隠れ御曹司は、最強女子を溺愛したい



「ありがとう、彗くん」

「お礼は良いから。保健室でちゃんと手当してもらおう」

「でも……」

「菜乃花は、大したことないって言うけど。俺のせいで菜乃花が怪我をしたんだ。だから、心配なんだよ」


真剣な表情の彗くん。


彼が本気で心配してくれているのが伝わってきて、私は何も言えなくなる。


「菜乃花がどうしても拒否するなら、この前の体育祭の練習のときみたいに、お姫様抱っこして連れてくけど?」

「えっ!?」


ハードルに足を引っ掛けて転んだ私を、彗くんがお姫様抱っこしてくれたときのことが頭を過ぎった。

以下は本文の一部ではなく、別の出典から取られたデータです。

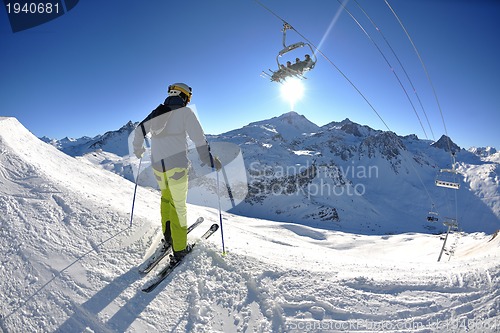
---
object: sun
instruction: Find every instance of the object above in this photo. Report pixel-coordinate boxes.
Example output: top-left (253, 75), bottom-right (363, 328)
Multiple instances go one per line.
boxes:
top-left (281, 79), bottom-right (304, 111)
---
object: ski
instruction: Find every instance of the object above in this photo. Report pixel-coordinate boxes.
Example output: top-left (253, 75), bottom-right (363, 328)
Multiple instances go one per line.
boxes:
top-left (142, 223), bottom-right (219, 293)
top-left (139, 217), bottom-right (204, 274)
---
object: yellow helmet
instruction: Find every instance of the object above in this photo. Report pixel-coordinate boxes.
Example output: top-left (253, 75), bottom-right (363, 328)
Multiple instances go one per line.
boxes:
top-left (168, 83), bottom-right (193, 104)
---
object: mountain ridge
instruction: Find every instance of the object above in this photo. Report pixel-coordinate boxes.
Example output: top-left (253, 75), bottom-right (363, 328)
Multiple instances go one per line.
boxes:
top-left (38, 112), bottom-right (500, 234)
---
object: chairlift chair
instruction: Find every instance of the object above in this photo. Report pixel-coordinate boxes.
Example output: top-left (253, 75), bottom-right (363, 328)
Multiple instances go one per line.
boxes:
top-left (427, 204), bottom-right (439, 222)
top-left (262, 23), bottom-right (318, 83)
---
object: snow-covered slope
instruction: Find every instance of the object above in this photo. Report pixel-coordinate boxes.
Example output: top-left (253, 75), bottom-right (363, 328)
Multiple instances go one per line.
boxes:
top-left (0, 118), bottom-right (500, 333)
top-left (41, 121), bottom-right (136, 156)
top-left (44, 112), bottom-right (500, 235)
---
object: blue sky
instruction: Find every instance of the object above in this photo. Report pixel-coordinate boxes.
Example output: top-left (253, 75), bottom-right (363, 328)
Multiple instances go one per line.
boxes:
top-left (0, 0), bottom-right (500, 148)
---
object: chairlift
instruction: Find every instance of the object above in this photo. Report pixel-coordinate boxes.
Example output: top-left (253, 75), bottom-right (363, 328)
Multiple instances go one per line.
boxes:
top-left (435, 168), bottom-right (460, 190)
top-left (443, 217), bottom-right (458, 229)
top-left (427, 204), bottom-right (439, 222)
top-left (262, 22), bottom-right (318, 83)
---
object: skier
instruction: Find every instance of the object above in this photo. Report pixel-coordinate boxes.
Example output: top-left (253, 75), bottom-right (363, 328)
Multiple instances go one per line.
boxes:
top-left (133, 83), bottom-right (222, 262)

あのときと違って、今の彗くんは学園ではアイドル的な存在だから。


今あれをされるのは、さすがにちょっと……。


「う、分かった。保健室、ちゃんと行くから」

「良かった。菜乃花はえらいね」


彗くんの手が、頭に優しく触れた。


「それじゃあ、行こっか」


彗くんは、当然のように私に手を差し出してくれる。


そっと取ったその手は、いつもと変わらず大きくてとても温かかった。